In contrast, following the decrease in
Cyp11A1 and
StAR expression levels upon PGD2 depletion, we found that levels of both aromatase expression and serum estradiol increased in treated female mice compared to untreated animals. On the other hand, we observed that granulosa cells partially depleted of PGD2 signaling show increased proliferation based on immunostaining for mitosis marker phosphohistone H3, which we confirmed at the molecular level through the significantly decreased expression of
CDKN1B (p27). This increased proliferation lead to an increased number of the maturating follicles that might explain the higher levels of
Cyp19A1 mRNA expression and secreted estradiol upon HQL-79 treatment, rather than being a consequence of the
Cox-2 up-regulation that was detected in HQL-79 ovaries. The up-regulation of
Cyp19A1 gene expression via COX-2 was shown to be dependent on PGE2 synthesis and cAMP signaling in undifferentiated rat granulosa cells [
9] or in human breast tumor cells [
55]. Our data showed that
Cox-2 expression is up-regulated, however, PGE2 synthesis was not modified. Indeed, the side-effect of HQL-79 treatment (i.e. increased PGE2 production) [
26] related in the lung tissues of sensitized guinea pigs [
56] was not detected in our system as it has not been seen in sheep vesicular gland microsomes [
56] or
in vivo in H-
Pgds transgenic mouse strain [
36].
In this study, we measured high levels of
Cox-2 and H-
Pgds transcripts whereas no modification of
Cox-1 has been measured in HQL-79 treated ovaries. The functional coupling between H-Pgds/Cox-1 or H-Pgds/Cox-2 has been demonstrated respectively, in the immediate or the delayed response in mast cells during the cytokine stimulation [
38], even though tightly coupling between H-Pgds and Cox-1 is preferentially documented [
36,
57]. The up-regulation of Cox-2 associated with the down-regulation of H-Pgds protein expression upon HQL-79 treatment has been previously described in the mouse ischemic brain [
58]. In the ovary, we can assume that partial depletion of PGD2 might induce
Cox-2 gene expression that in turn, might activate H-Pgds expression in order to restore the intraovarian PGD2 content. PGJ2, a PGD2 metabolite was shown to inhibit osteoblastic differentiation through PPARγ activation and down-regulation of Cox-2 [
59]. This process would take place without any interaction with other prostanoid-synthetizing mechanisms as it has been previously reported in other systems, induction of fever [
60] or induction of inflammation in muscle necrosis [
61], since PGE2 and PGF2α prostaglandin pathways are not modified upon HQL-79 treatment.

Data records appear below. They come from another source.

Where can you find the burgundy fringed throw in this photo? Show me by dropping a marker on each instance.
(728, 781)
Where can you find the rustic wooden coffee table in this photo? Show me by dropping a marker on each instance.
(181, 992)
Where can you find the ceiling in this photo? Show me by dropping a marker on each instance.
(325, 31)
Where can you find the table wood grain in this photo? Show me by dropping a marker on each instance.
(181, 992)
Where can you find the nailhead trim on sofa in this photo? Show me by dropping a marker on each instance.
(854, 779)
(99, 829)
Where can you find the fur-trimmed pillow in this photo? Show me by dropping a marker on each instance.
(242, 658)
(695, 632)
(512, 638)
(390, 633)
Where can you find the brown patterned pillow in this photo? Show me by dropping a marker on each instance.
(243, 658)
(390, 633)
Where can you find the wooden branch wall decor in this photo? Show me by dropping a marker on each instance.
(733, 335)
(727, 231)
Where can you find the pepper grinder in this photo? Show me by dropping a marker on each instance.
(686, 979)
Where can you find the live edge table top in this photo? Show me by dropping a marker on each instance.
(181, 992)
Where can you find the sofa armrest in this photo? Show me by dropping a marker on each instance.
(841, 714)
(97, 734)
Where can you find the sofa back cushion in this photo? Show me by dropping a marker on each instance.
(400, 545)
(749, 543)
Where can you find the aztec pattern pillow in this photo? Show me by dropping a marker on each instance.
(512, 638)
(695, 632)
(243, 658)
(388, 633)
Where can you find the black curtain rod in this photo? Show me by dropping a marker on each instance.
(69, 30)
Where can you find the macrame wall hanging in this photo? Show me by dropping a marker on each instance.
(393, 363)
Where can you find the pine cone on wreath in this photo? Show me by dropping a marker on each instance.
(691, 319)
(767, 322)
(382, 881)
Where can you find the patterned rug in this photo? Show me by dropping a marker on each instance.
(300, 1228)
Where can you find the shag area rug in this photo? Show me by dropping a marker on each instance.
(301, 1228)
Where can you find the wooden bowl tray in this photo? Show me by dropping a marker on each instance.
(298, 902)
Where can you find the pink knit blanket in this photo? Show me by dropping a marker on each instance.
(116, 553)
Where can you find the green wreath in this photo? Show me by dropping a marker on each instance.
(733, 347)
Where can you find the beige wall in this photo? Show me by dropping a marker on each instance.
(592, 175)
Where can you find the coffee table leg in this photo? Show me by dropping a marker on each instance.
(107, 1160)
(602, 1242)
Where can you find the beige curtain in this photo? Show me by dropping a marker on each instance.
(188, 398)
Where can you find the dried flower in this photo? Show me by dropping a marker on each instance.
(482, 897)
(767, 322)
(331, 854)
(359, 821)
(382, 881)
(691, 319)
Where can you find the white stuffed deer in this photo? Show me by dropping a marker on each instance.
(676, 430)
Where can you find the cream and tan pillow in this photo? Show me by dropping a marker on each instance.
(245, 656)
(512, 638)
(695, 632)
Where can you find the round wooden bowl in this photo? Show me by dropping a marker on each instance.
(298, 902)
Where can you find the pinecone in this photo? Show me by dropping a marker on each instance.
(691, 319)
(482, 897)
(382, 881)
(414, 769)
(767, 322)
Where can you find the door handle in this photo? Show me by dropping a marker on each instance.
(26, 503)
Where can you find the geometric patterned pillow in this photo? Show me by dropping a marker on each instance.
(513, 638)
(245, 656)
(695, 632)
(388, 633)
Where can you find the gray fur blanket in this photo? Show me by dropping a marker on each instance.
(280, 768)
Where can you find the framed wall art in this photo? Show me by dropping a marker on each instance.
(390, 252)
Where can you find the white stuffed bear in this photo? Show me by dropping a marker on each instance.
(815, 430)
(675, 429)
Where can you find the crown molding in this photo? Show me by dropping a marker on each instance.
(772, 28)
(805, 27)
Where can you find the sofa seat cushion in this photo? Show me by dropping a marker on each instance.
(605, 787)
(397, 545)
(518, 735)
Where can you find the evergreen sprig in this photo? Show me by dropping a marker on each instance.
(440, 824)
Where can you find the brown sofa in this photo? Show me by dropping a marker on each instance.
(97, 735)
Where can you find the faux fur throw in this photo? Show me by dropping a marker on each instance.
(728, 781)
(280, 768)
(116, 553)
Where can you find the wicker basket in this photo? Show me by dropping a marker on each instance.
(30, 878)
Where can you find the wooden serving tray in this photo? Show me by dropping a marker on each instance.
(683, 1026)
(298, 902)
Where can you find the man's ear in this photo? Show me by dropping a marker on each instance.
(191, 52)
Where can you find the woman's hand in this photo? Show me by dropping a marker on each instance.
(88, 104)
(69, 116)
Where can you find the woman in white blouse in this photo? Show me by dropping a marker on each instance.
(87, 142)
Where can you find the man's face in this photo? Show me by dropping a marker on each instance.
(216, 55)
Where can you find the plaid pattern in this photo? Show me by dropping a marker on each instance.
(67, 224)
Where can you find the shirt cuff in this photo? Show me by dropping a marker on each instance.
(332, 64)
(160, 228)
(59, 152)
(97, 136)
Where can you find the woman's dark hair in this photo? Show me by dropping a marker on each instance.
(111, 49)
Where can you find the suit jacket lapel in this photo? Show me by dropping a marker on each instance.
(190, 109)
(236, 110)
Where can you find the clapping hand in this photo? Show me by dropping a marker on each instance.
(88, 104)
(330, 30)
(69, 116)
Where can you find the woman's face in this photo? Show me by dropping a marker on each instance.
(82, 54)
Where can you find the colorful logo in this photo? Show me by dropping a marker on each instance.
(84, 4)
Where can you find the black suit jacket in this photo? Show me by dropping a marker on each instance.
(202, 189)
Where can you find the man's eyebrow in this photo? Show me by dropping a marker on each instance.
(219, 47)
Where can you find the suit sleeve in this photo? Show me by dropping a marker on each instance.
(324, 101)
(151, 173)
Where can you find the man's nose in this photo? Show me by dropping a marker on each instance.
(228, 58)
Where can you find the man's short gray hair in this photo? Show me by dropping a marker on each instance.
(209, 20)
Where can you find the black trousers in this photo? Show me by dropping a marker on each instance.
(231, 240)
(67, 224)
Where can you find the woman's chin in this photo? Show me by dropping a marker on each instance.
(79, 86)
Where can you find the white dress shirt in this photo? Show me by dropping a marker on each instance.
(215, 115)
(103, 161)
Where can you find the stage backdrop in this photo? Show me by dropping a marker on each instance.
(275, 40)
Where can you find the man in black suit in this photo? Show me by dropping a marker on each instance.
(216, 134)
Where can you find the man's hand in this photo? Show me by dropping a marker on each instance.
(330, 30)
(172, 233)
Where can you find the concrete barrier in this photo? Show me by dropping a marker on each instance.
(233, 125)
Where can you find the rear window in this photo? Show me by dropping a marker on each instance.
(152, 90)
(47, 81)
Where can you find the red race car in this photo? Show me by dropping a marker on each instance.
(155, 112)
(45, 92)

Using the H-Pgds specific inhibitor HQL-79 known to exactly mimic the phenotype of
H-Pgds KO mice in various systems such as inflammation, muscle necrosis [
31,
38], we identify an important and unappreciated role for PGD2 signaling in modulating the balance of proliferation, differentiation and steroidogenic activity of the granulosa cells, through both FSH dependent and independent mechanisms. Thus, these results suggest PGD2 as a modulator of follicle development, even though no reproductive defects have been reported in female H-
Pgds KO mice [
31,
62]. The physiological importance of PGD2 for ovarian function and normal female fertility might be assessed in this mouse strain or in mice conditionnally invalidated for H-Pgds in the ovary under the control of Anti-Müllerian hormone (Amh) promoter (Amh-cre, [
63]) to overcome a putative central effect of H-Pgds produced PGD2.
Competing interests
The authors declare that they have no competing interests.
Authors' contributions
All authors read and approved the final manuscript. Conceived and designed the experiments: FP, BBB. Performed the experiments: AF, PP, FP, BBB. Analyzed the data: AF, PP, CS, FP, BBB. Contributed reagents/materials/analysis tools: CS, FP, BBB. Wrote the paper: BBB.